| > Though this sounds counterintuitive, it’s the “gold standard” because, if you don’t do this, you leave yourself open to bias Isn’t there just as much chance for bias if the treatment is voluntary? Maybe the people who are more likely to have health issues are less likely to treat them. I think there is a valid question about how effective a colonoscopy is given that you get one, and a separate valid question about how effective telling people to get colonoscopies is. According to the article, this paper answer the second question strongly via “gold standard”, and the first question less strongly via secondary analysis. Part of the reason it’s counterintuitive here is the title of the article is “effect of colonoscopy screening”, not “effect of a doctor’s invitation to have a colonoscopy screening”. The title more than suggests that we’re comparing the outcomes of actually having the screening to not having one. > maybe the people who don’t have the time/inclination to do one would be better served by an alternative test. I see what you’re saying - the overall effectiveness of our current system may be low because of a low rate of voluntary adoption of the colonoscopy is low, and even a lower accuracy screen could be more effective if more people opt in. One problem with drawing a conclusion this way is it ignores the possibility for dramatic changes in either opinion or in procedure of colonoscopies. What if we had the tech to do the colonoscopy at home in private? Would that change the voluntary rate of testing dramatically? |
I'm not quite sure what you're asking here. If you're wondering if voluntary opt-out of colonoscopy carries risk of bias, then I'll say the following: it's an intervention that is painful, intrusive and time consuming. No reasonable person would get one absent demonstrated benefit.

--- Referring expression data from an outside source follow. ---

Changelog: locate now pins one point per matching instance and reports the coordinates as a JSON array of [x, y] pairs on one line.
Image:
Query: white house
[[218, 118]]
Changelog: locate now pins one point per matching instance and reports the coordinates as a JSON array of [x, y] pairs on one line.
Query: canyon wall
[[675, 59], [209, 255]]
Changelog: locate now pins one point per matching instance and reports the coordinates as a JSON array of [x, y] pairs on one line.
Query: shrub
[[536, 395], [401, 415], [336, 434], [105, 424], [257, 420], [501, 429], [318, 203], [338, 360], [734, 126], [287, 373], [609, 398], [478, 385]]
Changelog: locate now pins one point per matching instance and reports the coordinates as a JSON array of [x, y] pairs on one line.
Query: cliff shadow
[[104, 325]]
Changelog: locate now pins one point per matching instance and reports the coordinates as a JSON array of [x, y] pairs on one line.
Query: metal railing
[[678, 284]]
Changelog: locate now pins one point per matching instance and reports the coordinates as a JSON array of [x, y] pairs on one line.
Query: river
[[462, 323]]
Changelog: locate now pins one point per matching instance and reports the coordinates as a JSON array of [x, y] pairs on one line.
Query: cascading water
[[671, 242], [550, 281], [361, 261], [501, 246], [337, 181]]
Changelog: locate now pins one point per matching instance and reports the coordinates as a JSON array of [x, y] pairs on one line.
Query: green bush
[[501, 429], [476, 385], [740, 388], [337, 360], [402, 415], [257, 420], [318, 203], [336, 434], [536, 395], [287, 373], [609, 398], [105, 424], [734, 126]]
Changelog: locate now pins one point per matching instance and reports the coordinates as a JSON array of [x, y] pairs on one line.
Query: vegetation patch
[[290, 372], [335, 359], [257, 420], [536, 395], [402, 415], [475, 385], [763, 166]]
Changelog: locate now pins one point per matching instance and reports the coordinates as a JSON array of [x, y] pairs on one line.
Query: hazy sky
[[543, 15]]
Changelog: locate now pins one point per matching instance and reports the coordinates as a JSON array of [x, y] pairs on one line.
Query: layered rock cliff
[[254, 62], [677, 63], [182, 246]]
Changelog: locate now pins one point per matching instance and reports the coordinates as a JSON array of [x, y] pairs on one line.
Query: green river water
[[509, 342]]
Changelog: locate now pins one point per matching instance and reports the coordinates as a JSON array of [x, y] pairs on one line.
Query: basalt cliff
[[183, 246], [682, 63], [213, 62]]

Pick a thing where people are reasonably likely to do it as default behavior (eating chocolate, say), and the intervention is to abstain from doing the thing, then you'd be right to ask that question. I imagine people who voluntarily abstain from chocolate are pretty different in substantial ways than people who have to be coerced to do so. But people who don't get a colonoscopy when not pestered to do so are just...normal.
> I see what you’re saying - the overall effectiveness of our current system may be low because of a low rate of voluntary adoption of the colonoscopy is low, and even a lower accuracy screen could be more effective if more people opt in.
Not quite. I'm saying that this study did the fairest possible test for effectiveness of colonoscopies, and the effect sizes they found were on par with the genetic tests (to be clear: they didn't actually make this comparison in the RCT; I'm extrapolating from other studies.)